Monday, July 8, 2013

Minimum wage used to curb discontent over widening wealth gap

Factories in China, Malaysia and Vietnam are battling rising costs as governments in Asia increase minimum wages to curb discontent over a widening wealth gap. Many companies have started shifting their factories either to areas where there is no minimum wage, or lower minimum wage.

Does it help? Well, it depends whether they take into account the costs of relocation to justify the move. My guess? It doesn't make sense, unless you're heavily into manual labour instead of using technology to help to make production more effectively. As long as you're not doing anything to reduce heavy reliance on manual labour, you will lose out to those that make use of process optimisation and technology to make their process more efficient.
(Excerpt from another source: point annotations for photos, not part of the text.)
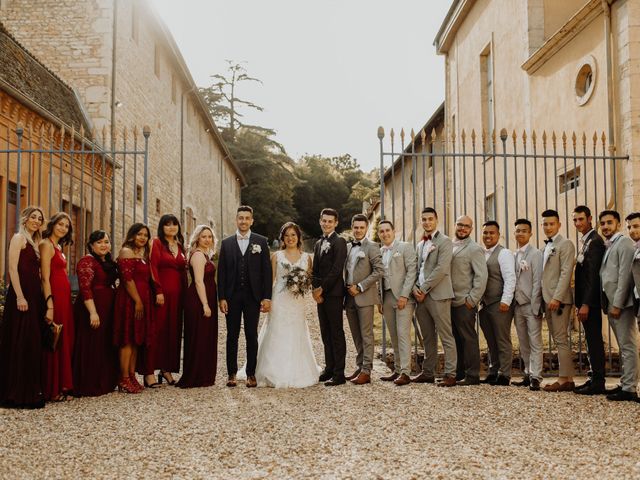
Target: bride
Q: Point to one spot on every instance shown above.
(285, 354)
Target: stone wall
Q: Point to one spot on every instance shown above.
(75, 39)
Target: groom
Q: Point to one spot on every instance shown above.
(244, 289)
(329, 255)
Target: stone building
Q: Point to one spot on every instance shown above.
(128, 71)
(548, 66)
(38, 114)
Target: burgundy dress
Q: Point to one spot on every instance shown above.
(57, 369)
(95, 360)
(170, 275)
(20, 339)
(200, 334)
(126, 329)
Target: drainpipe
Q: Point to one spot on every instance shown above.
(606, 7)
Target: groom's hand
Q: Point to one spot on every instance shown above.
(224, 306)
(265, 306)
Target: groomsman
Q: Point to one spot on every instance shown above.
(400, 270)
(528, 304)
(434, 293)
(618, 302)
(362, 271)
(468, 279)
(587, 298)
(496, 313)
(558, 257)
(329, 255)
(633, 225)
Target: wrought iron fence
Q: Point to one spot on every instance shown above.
(74, 172)
(499, 178)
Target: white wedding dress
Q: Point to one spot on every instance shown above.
(285, 353)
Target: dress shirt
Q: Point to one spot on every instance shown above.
(386, 259)
(426, 245)
(243, 240)
(547, 249)
(507, 270)
(457, 244)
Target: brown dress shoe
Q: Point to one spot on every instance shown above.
(361, 379)
(447, 381)
(353, 375)
(390, 378)
(423, 378)
(402, 380)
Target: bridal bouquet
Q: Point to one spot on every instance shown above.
(297, 280)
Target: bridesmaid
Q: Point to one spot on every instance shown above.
(20, 341)
(132, 311)
(169, 268)
(95, 369)
(58, 376)
(201, 313)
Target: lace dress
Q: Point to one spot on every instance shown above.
(285, 353)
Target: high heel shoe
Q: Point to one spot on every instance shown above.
(125, 385)
(161, 376)
(150, 385)
(135, 384)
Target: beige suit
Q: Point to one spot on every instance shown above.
(616, 279)
(434, 313)
(556, 285)
(398, 280)
(363, 268)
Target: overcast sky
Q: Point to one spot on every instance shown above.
(332, 70)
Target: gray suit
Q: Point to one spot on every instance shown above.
(468, 279)
(398, 281)
(366, 269)
(556, 285)
(617, 291)
(528, 301)
(434, 313)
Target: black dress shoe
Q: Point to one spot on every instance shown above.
(616, 389)
(466, 381)
(335, 381)
(502, 381)
(591, 389)
(490, 379)
(525, 382)
(623, 396)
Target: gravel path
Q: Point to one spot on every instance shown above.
(371, 431)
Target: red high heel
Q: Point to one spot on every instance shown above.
(125, 385)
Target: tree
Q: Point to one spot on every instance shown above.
(264, 162)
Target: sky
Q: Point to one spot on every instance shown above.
(332, 71)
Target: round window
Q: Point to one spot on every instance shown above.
(585, 80)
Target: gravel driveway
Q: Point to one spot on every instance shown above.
(371, 431)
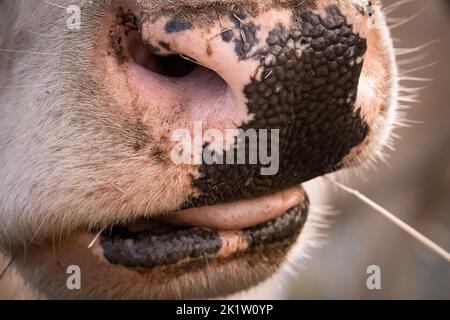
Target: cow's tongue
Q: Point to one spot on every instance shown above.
(239, 214)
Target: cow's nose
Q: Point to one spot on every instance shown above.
(292, 73)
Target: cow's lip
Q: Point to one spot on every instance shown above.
(188, 236)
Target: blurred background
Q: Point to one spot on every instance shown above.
(415, 186)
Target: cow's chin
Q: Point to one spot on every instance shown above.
(176, 257)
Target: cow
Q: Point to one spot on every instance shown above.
(121, 123)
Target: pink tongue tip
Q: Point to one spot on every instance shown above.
(239, 214)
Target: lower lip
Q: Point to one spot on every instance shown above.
(163, 247)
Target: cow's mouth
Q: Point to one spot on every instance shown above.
(219, 232)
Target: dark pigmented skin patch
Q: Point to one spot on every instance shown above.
(309, 95)
(244, 35)
(177, 25)
(165, 246)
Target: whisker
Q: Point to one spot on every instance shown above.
(403, 22)
(394, 6)
(11, 261)
(95, 239)
(401, 224)
(54, 4)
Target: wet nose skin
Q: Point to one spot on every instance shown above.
(294, 71)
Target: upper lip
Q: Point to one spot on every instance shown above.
(239, 214)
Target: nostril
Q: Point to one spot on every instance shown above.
(175, 65)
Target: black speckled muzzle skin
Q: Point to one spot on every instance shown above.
(308, 94)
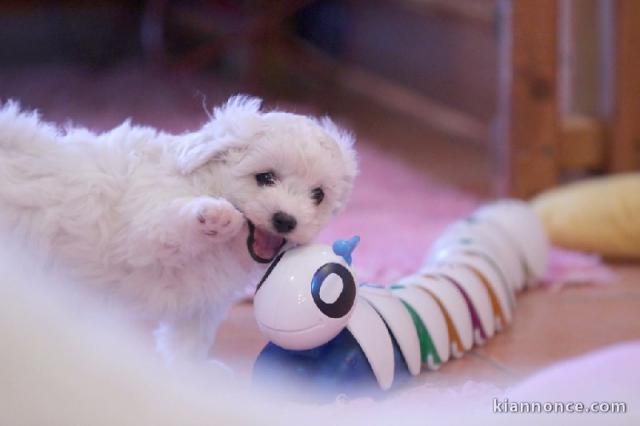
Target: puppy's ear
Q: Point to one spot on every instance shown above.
(345, 141)
(233, 125)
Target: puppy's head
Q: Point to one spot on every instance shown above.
(288, 173)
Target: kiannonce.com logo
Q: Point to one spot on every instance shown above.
(504, 406)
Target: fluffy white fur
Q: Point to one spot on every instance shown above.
(158, 222)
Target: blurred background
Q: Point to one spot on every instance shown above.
(491, 96)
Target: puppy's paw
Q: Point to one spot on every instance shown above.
(215, 219)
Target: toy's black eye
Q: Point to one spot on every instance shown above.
(317, 195)
(266, 179)
(339, 304)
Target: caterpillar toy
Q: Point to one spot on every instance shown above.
(328, 332)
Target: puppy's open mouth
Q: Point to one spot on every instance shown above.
(263, 246)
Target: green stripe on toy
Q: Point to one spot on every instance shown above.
(426, 344)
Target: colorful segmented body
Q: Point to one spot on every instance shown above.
(324, 327)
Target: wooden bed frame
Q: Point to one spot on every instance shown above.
(535, 142)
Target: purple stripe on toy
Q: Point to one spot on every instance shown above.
(475, 319)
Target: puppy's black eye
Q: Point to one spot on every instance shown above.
(317, 195)
(266, 179)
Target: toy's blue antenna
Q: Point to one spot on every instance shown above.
(344, 248)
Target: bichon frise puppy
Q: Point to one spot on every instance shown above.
(175, 226)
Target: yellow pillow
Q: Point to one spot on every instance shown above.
(600, 215)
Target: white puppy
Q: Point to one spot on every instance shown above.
(175, 226)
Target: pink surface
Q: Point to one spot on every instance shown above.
(398, 212)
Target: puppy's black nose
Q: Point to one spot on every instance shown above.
(283, 222)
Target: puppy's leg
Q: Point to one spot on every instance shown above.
(185, 227)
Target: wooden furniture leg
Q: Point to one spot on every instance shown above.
(527, 125)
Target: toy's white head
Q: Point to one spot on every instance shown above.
(287, 173)
(307, 295)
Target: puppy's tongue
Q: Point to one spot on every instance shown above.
(265, 244)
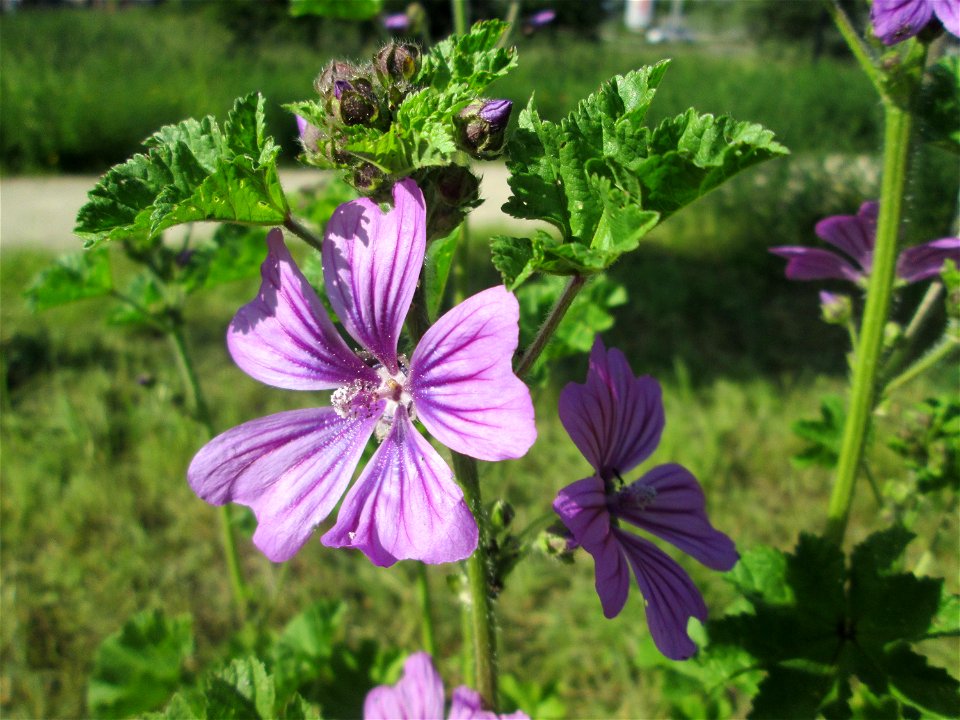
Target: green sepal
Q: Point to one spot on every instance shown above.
(191, 171)
(78, 276)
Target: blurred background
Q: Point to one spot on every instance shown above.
(97, 519)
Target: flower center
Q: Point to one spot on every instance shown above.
(636, 496)
(362, 398)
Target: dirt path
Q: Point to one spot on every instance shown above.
(41, 211)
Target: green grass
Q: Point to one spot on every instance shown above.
(98, 521)
(81, 89)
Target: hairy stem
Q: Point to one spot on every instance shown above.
(482, 619)
(298, 229)
(550, 325)
(197, 401)
(879, 290)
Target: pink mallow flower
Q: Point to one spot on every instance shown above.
(293, 467)
(855, 236)
(615, 420)
(897, 20)
(418, 695)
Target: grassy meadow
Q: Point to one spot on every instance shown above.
(98, 521)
Singapore has always been emphasising on productivity, too much in fact in my opinion. However, Singapore's version of minimum wage is by increasing the foreign workers levy and subsidising lowly paid Singaporeans. Does it have the same effect? If you look at the pay and maths perspective, actually yes.

However the issue is the enforcement of the foreign workers levy and the passes that companies used to justify the hiring of foreign workers do not seem to be heavily enforced. Once better enforced based on the current rules, I believe Singaporeans will start feeling the difference. Often when we go to work, we find ourselves in a "foreign land" where we rarely see Singaporeans. This needs to change.

I believe this is the main sense of our discontent. Why do we feel like a foreigner even in our own country? Doesn't makes sense right?